Hearing Test

On the 29th, Eva went for a hearing test.  This particular test was different from the others because she was seen in the ER department of the Children's Hospital and was put to sleep.  The test was for an auditory brainstem response evaluation (ABR).  I am going to summarize her report.  Eva was under conscious sedation.  A standard tympanogram was completed prior to testing.  Responses from her test is as follows:

Stimulus	Right Ear	Left Ear
500 Hz	30	20
1000 Hz	20	20
2000 Hz	15	20
4000 Hz	35	20

Results conclude that she has a mild hearing loss for the right ear and is recommended that she have a regular hearing test every 6-12 months during her regular ENT appointment times. 

What this means to me: Well, her hearing can be like anything else, it can either get better or worse so we will continue to monitor.  I was concerned with what the term "mild loss" meant.  Defined by the John Tracy Clinic (www.jtc.org) "mild hears most speech sounds from a close distance".

I must share, when she woke up from her unconscious state, she was very irritable.  They best way to describe her was green slime.  She had no physical muscular body control unless she was contained, hence the green slime.  I was happy to take her home and place her in her car seat.  I knew she would be safe in it.  When we were home, I placed her on the floor.  She was very unstable.  She wanted to walk but her feet and legs could not hold her.  She wanted to stand but her arms and hands could not pull her.  It was hysterically scary, If that even makes sense.  I could only laugh at her lack of ability but consciously wondering how long this would last... an hour, two hours, 6 hours, a day, a week?!? 

Well, eventually, it did go away.  But it took a light lunch, a long nap (4.25 hours), physical therapy (which was actually renamed to laugh therapy for everyone), then dinner and finally, after she was up the next morning, she was back to her normal self.  YEA!

Appointments Update

Thursday we had the pleasure to visit with two different specialist.  The first was with the audiologists.  It was just a follow-up to look into the ears to make sure the tubes were in good standing.  They were and away we went.  Our next specialist was our genetic doctor.  This is a required appointment annually.  We spoke with the doctor and his first question was if the letter we received was accurate.  This letter was dated from last November.  The first item I noticed was that Eva is diagnosed with C17q21.31 microdeletion syndrome.  I told him that the name has changed and it seemed that his reaction was shocked.  He didn't seem to be interested in the new name or wanting to hear about the changes and new findings.  I stated that I was going to email him the recently updated Unique pamphlet.  I will be certain to get that to him tonight. 

Caged marble design

I need to realize and rationalize something.  As pointless as these appointments seem to be, our child must continue to see them because of our healthcare system.

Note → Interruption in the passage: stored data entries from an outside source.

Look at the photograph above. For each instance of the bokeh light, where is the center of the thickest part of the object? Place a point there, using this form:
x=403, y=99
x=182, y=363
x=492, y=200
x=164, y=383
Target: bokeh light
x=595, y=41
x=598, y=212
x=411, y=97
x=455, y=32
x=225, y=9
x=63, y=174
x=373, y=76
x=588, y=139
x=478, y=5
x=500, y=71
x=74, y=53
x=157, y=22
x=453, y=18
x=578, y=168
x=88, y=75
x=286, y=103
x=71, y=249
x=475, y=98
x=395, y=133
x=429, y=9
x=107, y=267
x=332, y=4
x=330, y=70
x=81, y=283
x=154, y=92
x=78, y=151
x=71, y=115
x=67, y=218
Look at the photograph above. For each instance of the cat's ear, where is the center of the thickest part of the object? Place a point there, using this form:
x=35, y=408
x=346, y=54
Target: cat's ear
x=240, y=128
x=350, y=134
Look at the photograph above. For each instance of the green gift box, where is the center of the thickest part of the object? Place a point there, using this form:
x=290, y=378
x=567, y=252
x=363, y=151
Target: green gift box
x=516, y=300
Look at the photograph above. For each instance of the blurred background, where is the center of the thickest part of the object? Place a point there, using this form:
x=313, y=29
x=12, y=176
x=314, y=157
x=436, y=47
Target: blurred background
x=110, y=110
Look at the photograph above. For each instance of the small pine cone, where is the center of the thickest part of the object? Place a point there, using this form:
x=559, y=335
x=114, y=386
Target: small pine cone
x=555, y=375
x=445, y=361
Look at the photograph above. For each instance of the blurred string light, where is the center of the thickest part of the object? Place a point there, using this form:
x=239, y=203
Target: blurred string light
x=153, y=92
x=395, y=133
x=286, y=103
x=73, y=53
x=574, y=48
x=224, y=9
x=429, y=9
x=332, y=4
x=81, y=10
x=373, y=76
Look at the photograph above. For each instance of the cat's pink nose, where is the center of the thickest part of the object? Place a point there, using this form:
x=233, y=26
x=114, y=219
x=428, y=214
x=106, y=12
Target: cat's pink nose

And because we want to have these appointments in a timely matter and we get annoyed to resubmit all of our personal information, we continue to go when asked.  And of course because as a parent, we want answers to questions only these doctors should know the answers to.    We want our local doctors to have the power, time, and patience to learn about our children.  Our intentions expect that.  Unfortunately, our experience is otherwise.  Our system is just broken.  As a parent, I have expectations from our "specialists".  As a specialists, I expect you to be able to have that magic glass ball and to predict, from his experience, what our children's future may become.  But, as reality hits, I know that science is far more advanced than our healthcare system.  Doctors now do not seem to have the time to research new material if it was not required to attend or read. 
I will continue to educated my specialists.  I will continue to fight for your right to get services.  And,  I will always let the medical professionals know how much you are changing along with your personal accomplishments and triumphs.